The Healing of Natalie Curtis
Jane Kirkpatrick tells the story of Natalie Curtis, an accomplished musician who compiled a landmark book on American Indian culture. In 1897 Curtis suffered a nervous breakdown, brought on by the pressure of performing in concerts and by an unrequited love interest. Her brother George, concerned about his sister’s lingering malaise, had been working at a ranch in the West. In 1902, he convinced her to travel with him to California, then on to Arizona and other states, hoping new sounds and sights would revive her. They did. Fascinated with Indian songs and with their creators, Natalie Curtis devoted the rest of her life to recording and publishing Indian music. She fought against efforts to assimilate Indians, confronting officials who banned Indian songs, dance, and dress. Using her family connection to Theodore Roosevelt, she lobbied, with mixed success, for an end to such harmful regulations.

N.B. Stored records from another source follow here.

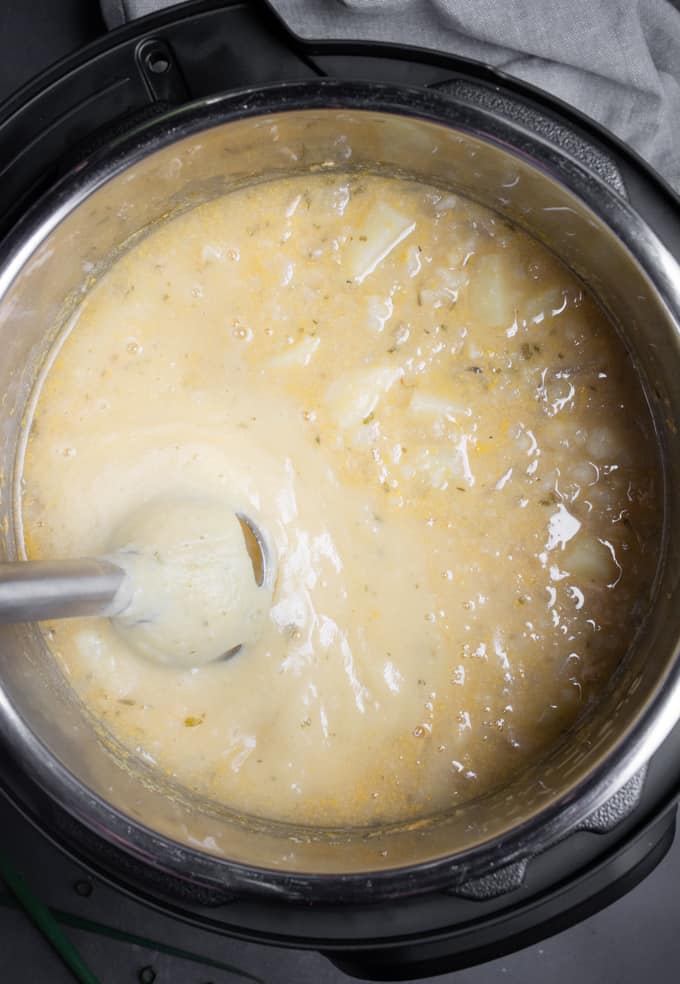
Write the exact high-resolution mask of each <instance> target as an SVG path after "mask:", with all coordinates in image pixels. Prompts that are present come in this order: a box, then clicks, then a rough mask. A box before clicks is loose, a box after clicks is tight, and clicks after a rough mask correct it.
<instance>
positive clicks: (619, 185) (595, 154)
mask: <svg viewBox="0 0 680 984" xmlns="http://www.w3.org/2000/svg"><path fill="white" fill-rule="evenodd" d="M498 74H499V75H500V74H501V73H498ZM428 88H430V89H435V90H436V91H437V92H440V93H442V94H443V95H445V96H451V97H452V98H454V99H455V100H456V101H457V102H464V103H468V105H473V106H475V107H476V108H478V109H483V110H485V111H486V112H489V113H493V114H494V115H496V116H500V117H501V118H503V119H507V120H511V121H512V122H513V123H517V124H518V125H519V126H521V127H523V128H524V129H526V130H529V131H530V132H531V133H533V134H535V135H536V136H538V137H541V138H542V139H543V140H546V141H547V142H548V143H551V144H552V145H553V146H554V147H557V148H558V149H559V150H561V151H562V152H563V153H565V154H568V155H569V156H570V157H572V158H575V159H576V160H577V161H578V162H579V163H580V164H582V165H583V166H584V167H586V168H587V169H588V170H589V171H591V172H592V173H593V174H595V175H597V177H598V178H601V180H603V181H606V182H607V184H608V185H609V186H610V187H611V188H612V189H613V190H614V191H615V192H616V193H617V194H619V195H621V196H622V197H624V198H627V197H628V195H627V193H626V186H625V183H624V180H623V176H622V174H621V171H620V170H619V167H618V165H617V163H616V161H615V160H614V159H613V158H612V157H610V155H609V154H607V153H606V152H605V151H604V150H602V148H600V147H598V146H597V145H596V144H594V143H593V142H592V140H590V139H587V138H586V137H585V136H584V135H583V134H581V133H579V132H578V130H577V129H576V128H574V127H571V126H567V125H566V124H565V123H564V122H563V121H561V120H559V119H558V118H557V117H554V116H551V115H549V113H547V112H543V111H542V110H540V109H538V108H537V107H536V106H535V105H531V104H530V103H529V102H527V101H525V100H523V99H521V98H518V97H517V96H516V95H514V94H510V93H509V92H507V91H501V90H499V89H498V87H497V86H492V85H489V84H486V83H484V82H477V81H471V80H469V79H447V80H446V81H444V82H435V83H434V84H431V85H430V86H429V87H428Z"/></svg>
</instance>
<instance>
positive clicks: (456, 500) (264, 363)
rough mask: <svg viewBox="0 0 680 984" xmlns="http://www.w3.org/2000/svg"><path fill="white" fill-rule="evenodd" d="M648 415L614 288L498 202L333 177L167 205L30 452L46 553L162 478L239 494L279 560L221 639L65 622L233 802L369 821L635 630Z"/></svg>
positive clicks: (100, 319)
mask: <svg viewBox="0 0 680 984" xmlns="http://www.w3.org/2000/svg"><path fill="white" fill-rule="evenodd" d="M654 449H655V443H654V435H653V432H652V428H651V423H650V419H649V415H648V411H647V409H646V405H645V403H644V401H643V398H642V395H641V392H640V387H639V383H638V381H637V379H636V377H635V374H634V371H633V369H632V368H631V366H630V364H629V360H628V357H627V355H626V352H625V351H624V348H623V346H622V344H621V342H620V341H619V339H618V337H617V335H616V334H615V332H614V331H613V329H612V327H611V326H610V324H609V323H608V322H607V320H606V319H605V317H604V316H603V314H602V313H601V311H600V310H599V308H598V307H597V306H596V305H595V304H594V303H593V302H592V300H591V299H590V298H589V297H588V296H587V294H585V293H584V291H583V288H582V287H581V286H580V284H579V283H577V282H576V281H575V280H574V279H573V278H572V277H571V276H570V275H569V273H568V272H567V271H566V270H565V268H564V267H563V266H561V265H560V264H559V263H558V262H557V261H556V260H555V259H553V258H552V257H551V256H550V255H549V254H548V253H547V252H546V251H545V250H544V249H543V248H542V247H540V246H539V245H538V244H537V243H536V242H534V241H532V240H531V239H529V238H528V237H527V236H526V235H524V234H522V233H521V232H519V231H517V230H516V229H513V228H511V227H510V226H508V225H507V224H506V223H505V222H504V221H503V220H501V219H500V218H499V217H498V216H495V215H494V214H492V213H491V212H489V211H487V210H485V209H484V208H481V207H479V206H477V205H474V204H472V203H470V202H469V201H466V200H464V199H461V198H458V197H454V196H452V195H451V194H449V193H446V192H443V191H439V190H437V189H434V188H430V187H427V186H425V185H422V184H418V183H415V182H407V181H403V180H397V179H387V178H382V177H377V176H360V175H355V176H349V175H332V176H328V175H324V176H321V175H317V176H311V177H304V178H291V179H285V180H276V181H272V182H271V183H268V184H260V185H258V186H256V187H250V188H246V189H244V190H240V191H237V192H235V193H233V194H230V195H228V196H226V197H224V198H221V199H219V200H216V201H214V202H212V203H210V204H207V205H203V206H201V207H199V208H196V209H195V210H194V211H192V212H190V213H189V214H185V215H183V216H181V217H179V218H176V219H174V220H173V221H171V222H168V223H167V224H166V225H165V226H164V227H162V228H160V229H158V230H156V231H154V232H153V233H151V234H150V235H149V236H148V238H146V239H145V240H144V241H143V242H142V243H141V244H139V245H137V246H136V247H134V248H133V249H131V250H130V252H129V253H128V254H126V255H125V256H123V257H122V258H121V259H120V260H118V261H117V262H116V263H115V265H114V266H113V267H112V268H111V269H110V271H109V272H108V273H106V274H105V275H104V276H103V277H102V278H101V281H100V282H99V283H98V285H97V286H96V287H95V288H94V289H93V290H92V292H91V293H90V294H89V296H88V297H87V298H86V299H85V300H84V302H83V304H82V307H81V308H80V310H79V312H78V313H77V316H76V317H75V318H74V320H73V323H72V325H71V326H70V332H69V334H68V336H67V337H66V339H65V341H64V342H63V345H62V347H61V348H60V349H59V351H58V353H57V355H56V357H55V359H54V361H53V364H52V365H51V367H50V369H49V371H48V372H47V373H46V376H45V378H44V381H43V383H42V389H41V392H40V395H39V399H38V401H37V406H36V410H35V416H34V421H33V428H32V431H31V434H30V439H29V442H28V448H27V454H26V459H25V465H24V473H23V475H24V485H25V490H26V491H25V495H24V499H23V523H24V530H25V537H26V545H27V551H28V554H29V556H31V557H53V556H54V557H63V556H78V555H85V556H87V555H98V554H102V553H105V552H106V551H107V550H108V549H109V548H110V545H111V538H112V536H113V535H114V531H115V530H116V529H118V528H119V527H120V524H121V523H124V522H125V519H126V517H127V516H129V515H130V514H132V513H134V512H135V511H136V510H138V509H139V508H140V507H141V506H143V505H144V503H145V502H153V501H154V500H156V499H157V500H162V499H163V498H164V497H166V496H168V495H173V496H174V495H179V496H189V497H190V496H192V495H196V496H209V497H212V498H217V499H220V498H222V499H224V501H227V502H237V503H239V505H240V507H242V509H243V511H244V512H245V513H246V514H247V513H248V512H249V511H250V512H252V513H253V514H255V515H256V516H257V517H258V521H259V522H260V523H261V524H262V525H263V527H264V528H266V530H267V533H268V535H269V537H270V538H271V541H272V543H273V545H274V547H275V551H276V555H277V565H278V566H277V583H276V587H275V591H274V596H273V604H272V608H271V613H270V615H269V617H268V619H267V622H266V625H265V627H264V629H263V631H262V632H261V634H260V635H259V638H258V639H257V641H256V642H254V643H253V644H252V645H250V646H248V647H245V648H244V650H243V651H242V652H241V653H240V654H239V655H238V656H236V657H234V658H233V659H231V660H229V661H226V662H216V663H213V664H211V665H207V666H203V667H201V668H199V669H194V670H182V671H176V670H174V671H172V670H168V669H167V668H166V667H163V666H158V665H154V664H153V663H151V662H146V661H145V660H144V659H141V658H139V657H138V656H136V655H135V654H134V652H132V651H131V650H130V649H128V648H127V646H126V643H125V641H124V639H123V638H121V636H120V635H118V634H117V633H116V631H115V630H114V628H113V627H112V626H111V625H110V623H108V622H107V621H106V620H104V619H100V620H95V619H91V620H79V621H65V622H61V623H59V624H56V623H54V624H51V625H50V626H49V627H48V628H49V635H48V638H49V645H50V647H51V648H52V650H53V652H54V654H55V657H56V658H57V659H58V660H59V661H60V663H61V665H62V667H63V669H64V672H65V673H66V674H67V676H68V678H69V680H70V681H71V683H72V685H73V686H74V687H75V688H76V690H77V691H78V693H79V694H80V695H81V697H82V698H83V700H84V701H85V702H86V704H87V705H88V706H89V707H90V708H91V710H92V712H93V713H94V714H95V715H96V716H97V717H98V718H99V719H101V720H102V721H103V722H104V723H105V724H106V726H107V727H108V728H109V729H110V730H111V731H112V732H113V733H114V735H115V736H117V738H118V739H120V741H122V742H123V743H125V745H127V746H129V747H130V748H132V749H134V750H136V751H137V752H138V753H139V754H140V755H143V756H144V757H145V758H146V759H147V760H148V761H152V762H154V763H156V764H157V766H158V767H159V768H160V769H162V770H164V771H165V772H167V773H170V774H172V775H173V776H174V777H176V779H177V780H178V781H180V782H181V783H183V784H185V785H186V786H187V787H189V788H191V789H195V790H197V791H199V792H200V793H201V794H202V795H205V796H209V797H213V798H214V799H216V800H219V801H221V802H223V803H225V804H227V805H229V806H230V807H233V808H235V809H238V810H243V811H247V812H250V813H255V814H261V815H264V816H267V817H275V818H283V819H293V820H296V821H301V822H309V823H322V824H325V823H330V824H336V823H349V824H363V823H367V822H373V821H378V820H393V819H396V818H406V817H417V816H422V815H424V814H428V813H430V812H432V811H435V810H440V809H446V808H450V807H451V806H452V805H455V804H456V803H461V802H463V801H464V800H467V799H469V798H470V797H473V796H476V795H478V794H481V793H483V792H484V791H485V790H487V789H489V788H490V787H492V786H494V785H495V784H497V783H499V782H502V781H505V780H507V779H508V778H509V777H511V776H512V775H514V774H516V772H517V771H518V770H520V769H521V768H522V767H523V766H524V765H525V764H526V763H527V762H529V761H530V760H534V759H535V758H536V757H537V756H540V755H541V754H542V753H543V752H544V750H545V749H546V748H547V747H549V746H550V745H551V743H554V742H555V741H556V740H558V739H559V737H560V735H562V734H563V733H564V732H565V730H566V729H568V728H569V726H570V725H572V724H573V722H574V721H575V720H576V718H577V717H578V716H579V715H580V714H582V713H583V711H584V709H585V708H586V705H587V704H588V702H589V701H591V700H593V699H595V698H596V696H597V693H598V690H599V689H600V688H602V687H603V686H604V685H605V684H606V683H607V681H608V679H609V677H610V676H611V674H612V672H613V671H614V670H615V668H616V666H617V664H618V662H619V661H620V659H621V658H622V656H623V655H624V653H625V650H626V647H627V646H628V644H629V642H630V640H631V638H632V636H633V634H634V631H635V627H636V625H637V623H638V621H639V618H640V612H641V610H643V609H644V605H645V598H646V597H647V596H648V592H649V586H650V583H651V581H652V579H653V574H654V570H655V561H656V554H657V547H658V536H659V532H658V527H659V513H660V502H659V495H660V491H659V481H658V476H657V471H656V458H655V450H654Z"/></svg>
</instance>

Kirkpatrick bases her engaging work of historical fiction on facts, but creatively fills gaps in the record. The novel at times reads like a travelogue, as Curtis and her brother move by horse, mule, and wagon from one community of Indians to another. Some readers may find Curtis’s progress toward mental health insufficiently dramatic to sustain the plot and may feel her enlightened efforts to avoid objectifying Indian culture seem too current. Other readers will admire how Kirkpatrick conveys Curtis’s growing appreciation for Indian culture and will praise the novel as a well-written story of a journey toward mental and spiritual health. Readers may also welcome the imaginative “interludes” scattered through the novel that are written from the point of view of individual Indians, adding to the range of perspectives.